Chagrins d’amour et de manque d’inspiration
Côté texte, difficile de faire le lien avec le féminisme enragé des Bikini Kill, des Huggy Bears ou des Heavens to Betsy. Exit les histoires de viols ou de violences conjugales, les morceaux des ados parlent de chagrins d’amour et de manque d’inspiration.
« Les Riot Grrrl avaient choisi d’exprimer leur colère et leur frustration à travers la musique et l’agressivité. C’est tout à fait respectable et sans elles nous n’existerions pas. Mais nous parlons de féminisme à des enfants, il s’agit de concepts extrêmement complexes. Nous essayons de leur donner des outils pour avoir une forme de discours politique, mais nous n’avons pas assez de temps pour leurs donner toutes les clés pour devenir des activistes », se justifie Mayra.
Pour faire grandir leur conscience féministe, un atelier de self-defense et un cours de féminisme sont dispensés. On y parle d’intersectionalité, d’orientation sexuelle, de culture du viol, de privilèges et de racisme. Chez certaines, le message infuse.
« Je ne vois pas de raison de ne pas être féministe. Quand j’entends des chansons comme Blurred Lines (de Robin Thicke, ndlr) – qui parle très clairement de viol conjugal – c’est vraiment flippant. Le fait qu’un tel morceau puisse rester au top des ventes pendant si longtemps en dit beaucoup sur la culture dans laquelle nous vivons. En créant des chansons plus féministes, on peut changer la donne », insiste Noa, 15 ans.

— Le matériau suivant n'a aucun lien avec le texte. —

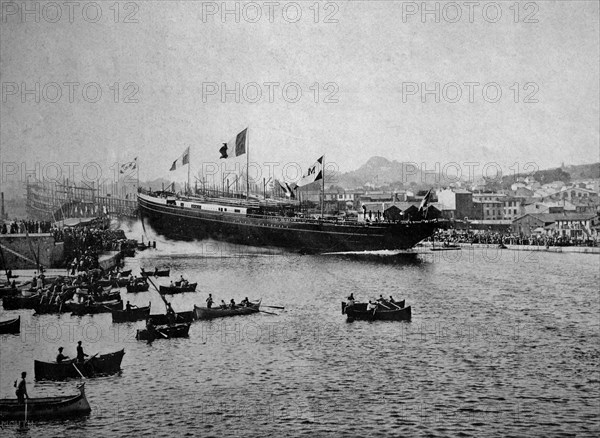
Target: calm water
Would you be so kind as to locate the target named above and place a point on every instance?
(501, 344)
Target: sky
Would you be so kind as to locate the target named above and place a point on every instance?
(118, 80)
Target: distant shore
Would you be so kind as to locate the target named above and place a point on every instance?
(558, 249)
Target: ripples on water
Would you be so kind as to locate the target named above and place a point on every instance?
(501, 344)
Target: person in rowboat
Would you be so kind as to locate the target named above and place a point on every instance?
(80, 354)
(60, 357)
(351, 301)
(21, 386)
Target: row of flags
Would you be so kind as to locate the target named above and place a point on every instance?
(238, 146)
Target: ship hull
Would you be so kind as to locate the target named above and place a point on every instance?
(318, 236)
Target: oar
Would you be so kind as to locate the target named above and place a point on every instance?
(270, 313)
(77, 369)
(23, 426)
(90, 358)
(383, 305)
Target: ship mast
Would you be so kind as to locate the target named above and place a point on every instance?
(189, 166)
(247, 163)
(323, 184)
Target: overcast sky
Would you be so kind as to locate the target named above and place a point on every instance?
(368, 60)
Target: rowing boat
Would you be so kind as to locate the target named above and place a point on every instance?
(92, 309)
(135, 314)
(137, 287)
(170, 290)
(12, 326)
(163, 319)
(378, 314)
(104, 364)
(164, 332)
(156, 273)
(19, 302)
(217, 312)
(46, 407)
(363, 306)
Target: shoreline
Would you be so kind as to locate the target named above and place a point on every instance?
(555, 249)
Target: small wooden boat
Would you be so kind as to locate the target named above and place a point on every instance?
(156, 273)
(115, 282)
(378, 314)
(137, 287)
(12, 326)
(168, 290)
(363, 306)
(163, 319)
(46, 407)
(100, 365)
(217, 312)
(125, 273)
(19, 302)
(92, 309)
(164, 332)
(135, 314)
(9, 291)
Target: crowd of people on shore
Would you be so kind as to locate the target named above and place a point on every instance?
(23, 226)
(508, 238)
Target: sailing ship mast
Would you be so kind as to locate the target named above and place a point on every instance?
(323, 184)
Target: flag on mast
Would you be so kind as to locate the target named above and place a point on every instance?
(425, 201)
(132, 165)
(289, 192)
(236, 146)
(314, 173)
(181, 161)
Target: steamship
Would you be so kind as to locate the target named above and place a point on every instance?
(266, 222)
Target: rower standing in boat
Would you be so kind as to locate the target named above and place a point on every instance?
(21, 386)
(80, 354)
(60, 357)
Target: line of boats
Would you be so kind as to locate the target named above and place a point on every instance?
(158, 326)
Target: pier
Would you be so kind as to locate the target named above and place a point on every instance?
(55, 202)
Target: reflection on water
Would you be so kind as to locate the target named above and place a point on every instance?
(502, 345)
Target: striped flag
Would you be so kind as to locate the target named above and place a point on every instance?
(181, 161)
(236, 146)
(289, 192)
(314, 173)
(425, 201)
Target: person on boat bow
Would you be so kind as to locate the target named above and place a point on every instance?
(351, 300)
(80, 354)
(60, 357)
(21, 386)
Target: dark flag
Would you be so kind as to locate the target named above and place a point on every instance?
(237, 144)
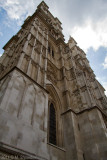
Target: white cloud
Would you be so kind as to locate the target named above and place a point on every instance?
(86, 21)
(19, 8)
(0, 54)
(90, 34)
(105, 63)
(105, 86)
(1, 34)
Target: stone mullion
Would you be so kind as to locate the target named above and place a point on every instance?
(39, 64)
(29, 66)
(24, 51)
(74, 69)
(46, 60)
(78, 83)
(92, 103)
(65, 80)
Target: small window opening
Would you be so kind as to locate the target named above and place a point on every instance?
(52, 125)
(48, 49)
(52, 53)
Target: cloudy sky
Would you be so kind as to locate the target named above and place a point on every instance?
(84, 20)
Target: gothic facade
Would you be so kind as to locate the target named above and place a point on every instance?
(51, 105)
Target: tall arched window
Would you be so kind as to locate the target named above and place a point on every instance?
(52, 124)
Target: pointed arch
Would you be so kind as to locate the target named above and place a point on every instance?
(55, 129)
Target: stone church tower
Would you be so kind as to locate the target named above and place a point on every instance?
(51, 105)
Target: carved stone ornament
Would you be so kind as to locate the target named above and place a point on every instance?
(103, 102)
(51, 74)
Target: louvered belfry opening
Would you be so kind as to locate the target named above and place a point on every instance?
(52, 125)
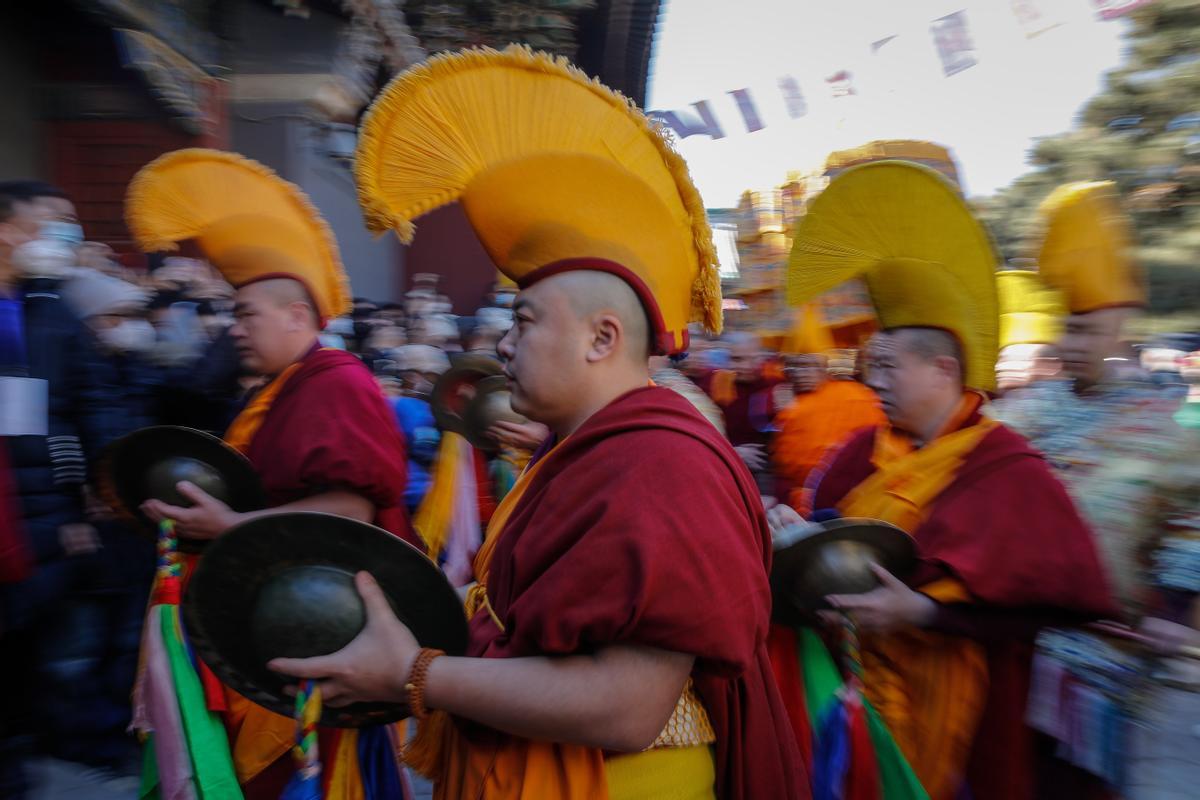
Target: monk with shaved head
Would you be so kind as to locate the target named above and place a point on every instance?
(318, 433)
(618, 626)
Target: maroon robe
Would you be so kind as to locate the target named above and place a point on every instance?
(330, 428)
(645, 528)
(749, 416)
(1007, 529)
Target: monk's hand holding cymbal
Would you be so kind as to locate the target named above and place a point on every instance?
(887, 607)
(373, 667)
(207, 518)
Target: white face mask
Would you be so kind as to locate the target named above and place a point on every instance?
(69, 233)
(45, 258)
(131, 336)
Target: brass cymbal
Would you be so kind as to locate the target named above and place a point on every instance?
(455, 389)
(834, 558)
(282, 585)
(491, 404)
(148, 463)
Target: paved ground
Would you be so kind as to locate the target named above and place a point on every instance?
(54, 780)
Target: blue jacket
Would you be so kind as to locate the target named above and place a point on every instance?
(84, 416)
(421, 433)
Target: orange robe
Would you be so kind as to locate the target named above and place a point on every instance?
(1003, 552)
(815, 423)
(623, 534)
(322, 423)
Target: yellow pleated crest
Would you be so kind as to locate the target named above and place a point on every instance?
(1030, 311)
(925, 259)
(1086, 248)
(549, 166)
(250, 222)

Le jour du concert, son groupe interprète le morceau Dictionary Men. « Cela parle d’identité, de la façon dont les gens essayent de nous définir, de nous donner des étiquettes, de nous enfermer dans des catégories« , explique l’ado, qui préfère être désigné-e par un pronom neutre. Dans le public, les parents sont bluffés. « Leurs paroles donnent un aperçu de leurs réflexions d’adolescentes sur le couple, le féminisme, l’identité », constate la mère de Chloé, une des bassistes aux cheveux bleus. Finalement, c’est peut-être ça la relève des Riot Grrrl : des gamines avec des couronnes de fleures dans les cheveux et des moustaches de chats dessinées sur le visage, qui chantonnent des problèmes d’ado pas si futiles.